On October 10, artists and engineers at All Power Labs, an artist work space in an industrial area of Berkeley, California, built and tested wood-chip-powered gasifiers and biochar makers as part of the Global Work Party sponsored by 350.org to take actions aimed at knocking the carbon dioxide concentration in the atmosphere back down to 350 ppm.
The artists at All Power Labs took a skillset for building large kinetic sculptures for the Burning Man celebration and converted it to producing independent, low carbon power. While the rest of society may be content to wait for the oil to run out before they start thinking about alternatives, All Power Labs kicked into gear when the city cut off their electricity for building code violations ten years ago. Spark plug Jim Mason responded by jumping into gasifier development and construction, chipping up old shipping pallets and construction waste to keep the lights on and the artists working.
Using 21st century desktop manufacturing technologies like a computer guided plasma cutter, they perform what Mason calls "DIY power hacking." Computer modeling of combustion processes remains such a complex problem, that it is faster and easier to just cut new parts out of metal and try them in fast build and test cycles. The design advances quickly because all the information is open source, and anyone can participate and offer improvements. People can be authors of their own power systems similar to the way that desktop publishing and the Internet created the information revolution.
All Power Labs now sells what it calls the "Gasifier Experimenters Kit" or GEK. They also offer a Biochar Experimenters Kit -- biochar is a natural byproduct of gasification. On 10-10-10, about 50 GEK and BEK customers were on hand for a workshop to gain hands-on experience in construction, testing and modification of the machines. One part of the crew had stayed up until 2:30am the night before making two kinds of biochar that would be tested in a nearby community garden.
Biochar is a charcoal-based soil amendment that can dramatically increase plant growth. Biochar also sequesters carbon because plants absorb carbon dioxide from the atmosphere as they grow. If you burn a plant or let it rot or compost, all the CO2 returns to the atmosphere. But if you bake it and burn only the gas that comes out of it, you are left with charcoal that lasts for hundreds to thousands of years without breaking down, effectively sequestering carbon from the atmosphere.
Jim Fournier, CEO of Biochar Engineering Corporation, told the 10-10-10 work party that biochar is one of the only ways we have to actually remove carbon from the atmosphere and soon we are going to feel a lot of urgency to do that.
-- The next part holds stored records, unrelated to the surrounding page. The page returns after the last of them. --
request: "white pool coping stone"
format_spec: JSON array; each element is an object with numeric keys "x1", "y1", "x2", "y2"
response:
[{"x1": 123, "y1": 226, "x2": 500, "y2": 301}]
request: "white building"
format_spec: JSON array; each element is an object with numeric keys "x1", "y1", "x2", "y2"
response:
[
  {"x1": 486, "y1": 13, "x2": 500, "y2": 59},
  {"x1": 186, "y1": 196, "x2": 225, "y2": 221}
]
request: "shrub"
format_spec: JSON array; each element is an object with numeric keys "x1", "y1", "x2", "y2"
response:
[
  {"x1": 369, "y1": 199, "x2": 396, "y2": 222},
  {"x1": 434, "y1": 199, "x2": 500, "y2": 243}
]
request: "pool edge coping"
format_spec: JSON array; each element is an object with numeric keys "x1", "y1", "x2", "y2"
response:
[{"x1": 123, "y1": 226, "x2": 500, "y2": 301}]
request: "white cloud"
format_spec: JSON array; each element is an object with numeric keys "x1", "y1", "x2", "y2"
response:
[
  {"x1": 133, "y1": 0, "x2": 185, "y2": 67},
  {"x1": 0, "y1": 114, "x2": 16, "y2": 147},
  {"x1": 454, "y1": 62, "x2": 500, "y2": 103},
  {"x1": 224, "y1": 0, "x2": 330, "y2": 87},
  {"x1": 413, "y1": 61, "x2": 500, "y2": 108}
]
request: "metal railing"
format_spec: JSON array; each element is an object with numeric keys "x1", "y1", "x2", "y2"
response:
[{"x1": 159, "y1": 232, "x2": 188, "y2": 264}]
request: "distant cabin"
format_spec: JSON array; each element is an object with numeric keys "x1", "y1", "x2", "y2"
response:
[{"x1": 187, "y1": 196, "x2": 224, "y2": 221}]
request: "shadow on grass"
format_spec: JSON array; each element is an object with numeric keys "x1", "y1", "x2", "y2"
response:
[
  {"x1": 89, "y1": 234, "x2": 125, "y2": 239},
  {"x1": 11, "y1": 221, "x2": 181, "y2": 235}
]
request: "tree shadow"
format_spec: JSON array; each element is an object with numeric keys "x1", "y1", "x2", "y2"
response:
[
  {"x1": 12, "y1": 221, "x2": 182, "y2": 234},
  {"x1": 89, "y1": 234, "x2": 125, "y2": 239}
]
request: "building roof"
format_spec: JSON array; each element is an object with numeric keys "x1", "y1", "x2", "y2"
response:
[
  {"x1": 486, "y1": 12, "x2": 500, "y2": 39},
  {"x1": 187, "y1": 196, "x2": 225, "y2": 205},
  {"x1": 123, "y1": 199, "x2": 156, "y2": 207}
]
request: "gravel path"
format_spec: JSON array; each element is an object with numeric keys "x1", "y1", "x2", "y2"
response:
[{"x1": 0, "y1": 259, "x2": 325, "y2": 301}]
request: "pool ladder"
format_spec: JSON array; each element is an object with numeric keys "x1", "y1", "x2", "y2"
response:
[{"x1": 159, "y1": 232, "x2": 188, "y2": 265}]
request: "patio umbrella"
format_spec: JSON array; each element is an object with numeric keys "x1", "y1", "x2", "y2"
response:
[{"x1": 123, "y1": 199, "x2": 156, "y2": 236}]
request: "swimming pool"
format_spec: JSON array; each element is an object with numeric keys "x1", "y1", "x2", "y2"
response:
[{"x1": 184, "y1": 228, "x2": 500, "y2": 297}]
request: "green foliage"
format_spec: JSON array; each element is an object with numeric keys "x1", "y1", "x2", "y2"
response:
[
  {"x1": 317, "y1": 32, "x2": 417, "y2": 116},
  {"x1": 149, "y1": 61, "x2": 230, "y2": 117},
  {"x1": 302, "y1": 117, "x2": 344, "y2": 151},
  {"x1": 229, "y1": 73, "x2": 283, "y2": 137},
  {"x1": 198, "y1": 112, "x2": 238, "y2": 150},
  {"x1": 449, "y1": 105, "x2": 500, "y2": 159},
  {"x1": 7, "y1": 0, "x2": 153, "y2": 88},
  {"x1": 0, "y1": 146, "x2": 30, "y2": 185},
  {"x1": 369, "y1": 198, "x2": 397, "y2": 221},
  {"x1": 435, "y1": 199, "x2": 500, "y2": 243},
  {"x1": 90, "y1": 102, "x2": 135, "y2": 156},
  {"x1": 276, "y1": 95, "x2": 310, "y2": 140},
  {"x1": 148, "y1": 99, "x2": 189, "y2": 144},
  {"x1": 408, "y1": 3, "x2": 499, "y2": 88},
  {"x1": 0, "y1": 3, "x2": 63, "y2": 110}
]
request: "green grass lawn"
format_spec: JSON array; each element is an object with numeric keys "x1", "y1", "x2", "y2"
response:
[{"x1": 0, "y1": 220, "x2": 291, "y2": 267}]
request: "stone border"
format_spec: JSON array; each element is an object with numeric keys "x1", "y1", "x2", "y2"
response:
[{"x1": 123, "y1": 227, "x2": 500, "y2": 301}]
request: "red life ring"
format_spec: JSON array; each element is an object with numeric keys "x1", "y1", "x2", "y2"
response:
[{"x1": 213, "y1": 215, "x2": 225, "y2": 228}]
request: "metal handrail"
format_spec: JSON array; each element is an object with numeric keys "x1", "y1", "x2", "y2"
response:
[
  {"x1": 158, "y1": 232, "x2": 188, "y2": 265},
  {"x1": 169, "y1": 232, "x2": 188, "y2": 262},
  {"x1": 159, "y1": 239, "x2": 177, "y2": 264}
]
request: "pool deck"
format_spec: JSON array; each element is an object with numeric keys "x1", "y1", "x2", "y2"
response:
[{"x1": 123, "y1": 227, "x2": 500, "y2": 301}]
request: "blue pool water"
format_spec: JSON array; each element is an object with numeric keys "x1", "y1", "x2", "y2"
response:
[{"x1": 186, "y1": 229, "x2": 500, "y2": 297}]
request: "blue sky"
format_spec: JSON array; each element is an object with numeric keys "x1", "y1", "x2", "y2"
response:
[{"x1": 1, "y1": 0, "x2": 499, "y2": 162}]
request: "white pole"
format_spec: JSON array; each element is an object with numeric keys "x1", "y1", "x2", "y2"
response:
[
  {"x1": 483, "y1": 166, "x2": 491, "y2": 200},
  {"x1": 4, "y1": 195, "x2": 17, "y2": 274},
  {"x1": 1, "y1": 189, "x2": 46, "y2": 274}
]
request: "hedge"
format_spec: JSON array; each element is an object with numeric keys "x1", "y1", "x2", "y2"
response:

Events like the floods in Pakistan, fires in Russian and the recent extreme heat in Los Angeles are just a taste of what's in store for us. Historically, our atmosphere has had less than 300ppm of CO2. We may go to 450ppm or higher before we are able to get off of coal and oil. Because it takes about 100 years for natural processes to remove CO2 from the atmosphere, we have to find ways to help nature along. Biochar is one of those ways.
Fournier said that one ppm of atmospheric CO2 is roughly equivalent to 3 gigatons (Gt) of carbon and that biochar could remove at most 2 Gt per year. So even with help from biochar, we can only remove about a half of a ppm of CO2 from our atmosphere annually. We have dug ourselves into a very deep hole. It is past time to grab shovels and start digging ourselves back out.
On the morning of 10-10-10 we delivered two barrels of biochar to the community garden. I described my own experiments with biochar and cautioned the gardeners that because fresh biochar can act like raw compost, in the first year after adding biochar to soil it is important to add plenty of nitrogen as well -- urine being my preferred source. Immediately someone produced a stack of drink cups, and we all trooped off to the bathroom to fill the cups with liquid gold in true DIY spirit.
Kelpie Wilson works as the Communications Editor for the International Biochar Initiative, a non-profit organization that supports the community of people working to implement biochar systems.